Yes, Miss Hare was in, and would he wait, as she was engaged for a moment? It was just the same as on that first morning--the little waiting-room, the table with the papers laid out on it, the far-off clicking of typewriters, everything--just the same as though nothing had happened and the whole expedition had been a dream.
Then he was shown into Martia's room, and here again everything was just the same, even to the girl at the desk-table who rose to greet him, offered him a seat, and re-took her place at the table.
"I've got the cheque," said Bobby, after they had spoken a few words. "Behrens kept me waiting or I'd have called before. It's twenty thousand."
"Twenty thousand pounds?"
"Yes, twenty thousand. There may be more to come when he's had the opinion of another expert on the things, but anyhow it's not bad."
He fumbled in his pocket and produced the cheque which he handed to the girl, who looked at it, holding it for a moment, and then returning it to him.
He rose and placed it on the desk, and then sat down again.
"Half of that is yours," said he. "It is. I won't touch it unless you take your share. Sam refused anything, yet but for him and for you we'd never have pulled the business through. If you won't have it yourself, you've got to make him take it."
"But how am I to make him?" asked she. "I have no power over Mr. Hackett."
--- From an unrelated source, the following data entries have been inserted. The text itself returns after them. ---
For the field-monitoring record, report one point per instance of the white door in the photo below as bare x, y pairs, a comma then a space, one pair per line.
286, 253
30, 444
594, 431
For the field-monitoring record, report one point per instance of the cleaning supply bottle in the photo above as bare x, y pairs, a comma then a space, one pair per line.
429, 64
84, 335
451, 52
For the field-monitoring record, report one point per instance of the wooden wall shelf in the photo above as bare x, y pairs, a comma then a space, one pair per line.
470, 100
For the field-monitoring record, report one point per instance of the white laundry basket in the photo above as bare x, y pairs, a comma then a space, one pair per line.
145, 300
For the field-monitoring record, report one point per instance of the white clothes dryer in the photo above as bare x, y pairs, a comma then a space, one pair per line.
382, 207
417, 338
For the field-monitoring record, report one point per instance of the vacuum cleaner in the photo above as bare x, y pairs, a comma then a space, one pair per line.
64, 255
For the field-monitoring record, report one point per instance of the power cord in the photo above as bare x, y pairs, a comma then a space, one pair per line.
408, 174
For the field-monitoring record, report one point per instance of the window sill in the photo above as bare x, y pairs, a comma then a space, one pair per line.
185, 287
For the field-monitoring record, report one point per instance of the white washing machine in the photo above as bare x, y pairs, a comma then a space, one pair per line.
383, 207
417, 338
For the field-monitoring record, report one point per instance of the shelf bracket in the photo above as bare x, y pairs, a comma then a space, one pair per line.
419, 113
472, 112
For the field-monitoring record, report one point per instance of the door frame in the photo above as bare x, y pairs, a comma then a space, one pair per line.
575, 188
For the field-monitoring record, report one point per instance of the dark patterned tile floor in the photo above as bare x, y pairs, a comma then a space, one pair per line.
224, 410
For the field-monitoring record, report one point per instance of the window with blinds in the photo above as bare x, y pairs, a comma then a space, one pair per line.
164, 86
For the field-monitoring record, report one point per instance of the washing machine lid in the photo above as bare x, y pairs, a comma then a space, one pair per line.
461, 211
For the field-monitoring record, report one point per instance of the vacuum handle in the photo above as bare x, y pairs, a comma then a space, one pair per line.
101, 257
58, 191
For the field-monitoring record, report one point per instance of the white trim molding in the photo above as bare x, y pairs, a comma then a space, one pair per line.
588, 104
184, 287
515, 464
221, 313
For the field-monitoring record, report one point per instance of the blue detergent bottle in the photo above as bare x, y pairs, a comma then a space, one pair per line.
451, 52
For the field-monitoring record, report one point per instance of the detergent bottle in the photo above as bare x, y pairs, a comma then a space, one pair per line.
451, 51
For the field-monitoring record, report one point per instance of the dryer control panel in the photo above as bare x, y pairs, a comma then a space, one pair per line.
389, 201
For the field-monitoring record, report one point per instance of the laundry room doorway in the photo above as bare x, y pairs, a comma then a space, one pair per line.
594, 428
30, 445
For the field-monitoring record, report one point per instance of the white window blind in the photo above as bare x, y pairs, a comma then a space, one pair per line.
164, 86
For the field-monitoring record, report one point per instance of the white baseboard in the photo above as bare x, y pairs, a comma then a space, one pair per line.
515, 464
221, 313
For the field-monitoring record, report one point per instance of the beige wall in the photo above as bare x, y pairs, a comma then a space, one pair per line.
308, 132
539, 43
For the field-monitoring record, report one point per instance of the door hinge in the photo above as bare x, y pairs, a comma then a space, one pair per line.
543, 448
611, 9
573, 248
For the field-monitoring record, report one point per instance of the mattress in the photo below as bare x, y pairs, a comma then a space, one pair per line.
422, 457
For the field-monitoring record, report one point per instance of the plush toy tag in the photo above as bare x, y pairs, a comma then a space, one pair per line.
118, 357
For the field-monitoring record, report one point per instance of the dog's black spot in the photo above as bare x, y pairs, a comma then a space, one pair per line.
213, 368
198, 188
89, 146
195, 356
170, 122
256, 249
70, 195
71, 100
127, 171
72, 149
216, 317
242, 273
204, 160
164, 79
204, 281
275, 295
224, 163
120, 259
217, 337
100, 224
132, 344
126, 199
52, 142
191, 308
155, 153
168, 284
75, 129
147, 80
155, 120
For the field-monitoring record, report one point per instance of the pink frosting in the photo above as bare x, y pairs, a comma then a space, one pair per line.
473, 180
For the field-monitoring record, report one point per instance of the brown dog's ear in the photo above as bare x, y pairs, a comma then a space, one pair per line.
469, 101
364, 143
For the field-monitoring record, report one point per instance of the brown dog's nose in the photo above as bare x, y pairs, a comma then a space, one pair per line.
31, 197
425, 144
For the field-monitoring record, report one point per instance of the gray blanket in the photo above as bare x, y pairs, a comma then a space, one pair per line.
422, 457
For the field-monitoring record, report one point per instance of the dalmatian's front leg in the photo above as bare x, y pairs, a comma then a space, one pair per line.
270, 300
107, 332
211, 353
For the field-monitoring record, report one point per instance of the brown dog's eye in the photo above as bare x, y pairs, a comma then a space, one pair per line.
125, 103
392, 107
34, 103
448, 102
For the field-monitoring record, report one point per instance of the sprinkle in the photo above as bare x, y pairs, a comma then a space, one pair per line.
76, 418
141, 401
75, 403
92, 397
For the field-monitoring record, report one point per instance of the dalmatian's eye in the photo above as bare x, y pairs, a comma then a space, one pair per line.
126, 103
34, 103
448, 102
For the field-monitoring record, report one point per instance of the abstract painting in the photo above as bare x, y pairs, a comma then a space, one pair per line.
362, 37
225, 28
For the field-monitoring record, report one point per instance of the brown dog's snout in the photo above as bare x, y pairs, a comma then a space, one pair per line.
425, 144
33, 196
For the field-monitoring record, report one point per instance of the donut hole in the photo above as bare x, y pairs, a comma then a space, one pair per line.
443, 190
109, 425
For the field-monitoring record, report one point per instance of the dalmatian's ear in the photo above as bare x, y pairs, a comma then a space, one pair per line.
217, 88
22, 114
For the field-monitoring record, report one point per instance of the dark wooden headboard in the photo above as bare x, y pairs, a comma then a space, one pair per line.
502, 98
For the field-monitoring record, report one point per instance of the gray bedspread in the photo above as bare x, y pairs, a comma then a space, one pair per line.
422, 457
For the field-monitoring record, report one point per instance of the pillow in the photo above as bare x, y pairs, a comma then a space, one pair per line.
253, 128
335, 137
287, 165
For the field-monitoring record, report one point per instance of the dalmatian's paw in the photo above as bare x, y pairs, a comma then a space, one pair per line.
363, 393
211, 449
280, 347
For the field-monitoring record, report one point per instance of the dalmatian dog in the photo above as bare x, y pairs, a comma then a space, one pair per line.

"Oh, yes you have. At least you will have. I've got to tell you that I couldn't help hearing what you said to him that night at the inn. I only heard a word, but it was enough. It told me everything."
"Word? At the inn? What on earth do you mean?"
"That you are engaged to him."
"Me? Engaged to Mr. Hackett?"
Martia looked at him as though she were doubtful as to his reason. Then a new light came into her eyes and across her face the ghost of a smile.
"Oh, I see now what you mean. I remember what he said that night." She laughed. "It was about Violet he was speaking."
"Violet?"
"My sister. He was engaged to her and they broke it off. It was the stupidest thing. That is what made him take to that horrid life all alone on a yacht. He really loved her just as she loves him. But I have made it all right now, and they are together again."
Before this news Bobby sat stricken dumb. He saw now the whole mystery of Sam and Martia in its proper light; the reason they had met in the first instance as strangers, yet evidently knowing one another; the reason Sam, the broken-hearted, had lapsed from sobriety at Genoa and Hyalos; the whole business and his own ghastly stupidity in flying to a wrong conclusion.
Then he leaned forward and took Martia by the hands.
She had loved him from the very first moment when he had come blundering into the office and into her life.
She told him so presently, speaking in a calm, level voice with a trace in her eyes of that strange remoteness which the sculptor had caught in the eyes of the Aphrodite of Hyalos.
* * * * *
Behrens is still alive. When he is dead the artistic world will, no doubt, receive the shock of its life, and Hyalos will perhaps deliver up, from the Street of Hermes and the Street of the Winds, treasures more wonderful than the Aphrodite or the ruins of the statue of Victory.
Even before that, if you have the money and the spirit of adventure and the time to hunt--for the location which I have given you is quite unreliable--you may forestall him and cover yourself with laurels--or, more likely, get yourself into a Greek prison! But you will get neither Robert Lestrange nor Samuel Hackett to assist you in the business. They are two happily married men in an age strangely unproductive of happy marriages.
THE END
[Transcriber's Note: Inconsistent hyphenation left as printed.]